The result stamps onto
BootstrapState::module_bootstraps[name].touch_set
(bytesandbrains/bb-runtime/src/engine/core.rs:1126-1131) before
any bootstrap fires. At gate time is_op_locked reads this
pre-stamped set in O(1) without per-call body walks. The compiler’s
contract is to leave every slot_id stamp and every FunctionCall
domain or op_type intact through validate_bootstrap_composition
and resolve_slots.
The last step, after the pipeline, calls
resolve_component_dependencies to verify every #[depends(...)]
attribute on every bound concrete points at a slot the bind chain
declared, then validate_all_slots_bound to confirm every slot the
runtime needs has an entry in the spec. Missing slots surface as
CompileError::UnboundSlot. After that the compiler stamps the
compilation passport (ai.bytesandbrains.compiled = "v1") and per
target binding triples
(ai.bytesandbrains.binding.<target>.<slot> = "<role>|<TYPE_NAME>|<slot_id>")
onto each partition’s metadata_props, then merges the per-partition
models into one ModelProto whose functions[] carries the full set.
Pass groups
The pipeline divides into four functional groups. Each group’s passes write invariants the next group’s passes assume.
Refine types. refine_polymorphic_value_info narrows placeholder
denotations to the bound concrete’s storage. This pass runs before
run_pipeline, so it sits outside the CANONICAL_PASS_NAMES list but
inside Compiler::compile().
Surface and validate. inline_for_partition inlines three classes of
function at every CALL site: wire-touching functions (any function
whose transitive closure contains an ai.bytesandbrains.wire op),
pure-ONNX functions (transitive closure entirely under ai.onnx.*),
and single-call functions (called from exactly one site).

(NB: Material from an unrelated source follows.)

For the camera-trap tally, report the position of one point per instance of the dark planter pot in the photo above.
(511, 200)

Multi-call sub-Modules without wire ops survive as FunctionProto
referenced by CALL nodes. derive_wire_deadlines stamps each
wire.Send’s deadline_ns attribute from
chain_depth × per_hop_budget_ns (defaulting chain_depth = 1 when
no metadata is present). validate runs structural sanity checks:
rule 1 op type known, rule 2 inputs reachable, rule 3 outputs unique,
rule 5 type declarations present, rule 6 slot metadata well formed,
rule 7 no cycles. Rules 4 (wire pairing) and 8 (opsets imported) are
deferred and currently no-op.
Expand, solve, infer, synthesize. expand_ops materializes
op-variant defaults. type_solver walks the constraint network; in
strict mode it narrows every value to a concrete leaf TypeNode and
surfaces unresolved slots as CompileError::UnresolvedType, in
permissive mode unresolved values stay at TYPE_ANY.
infer_peer_classes stamps HOME_CLASS_KEY on every NodeProto with
the class of Node it runs on. synthesize_wire_recvs inserts a
synthesized wire.Recv NodeProto on each consumer-side class
downstream of every user-authored wire.Send.
Partition, resolve, analyze, gate. partition_by_wire_ops slices the
recorded function at wire ops, grouping by HOME_CLASS_KEY.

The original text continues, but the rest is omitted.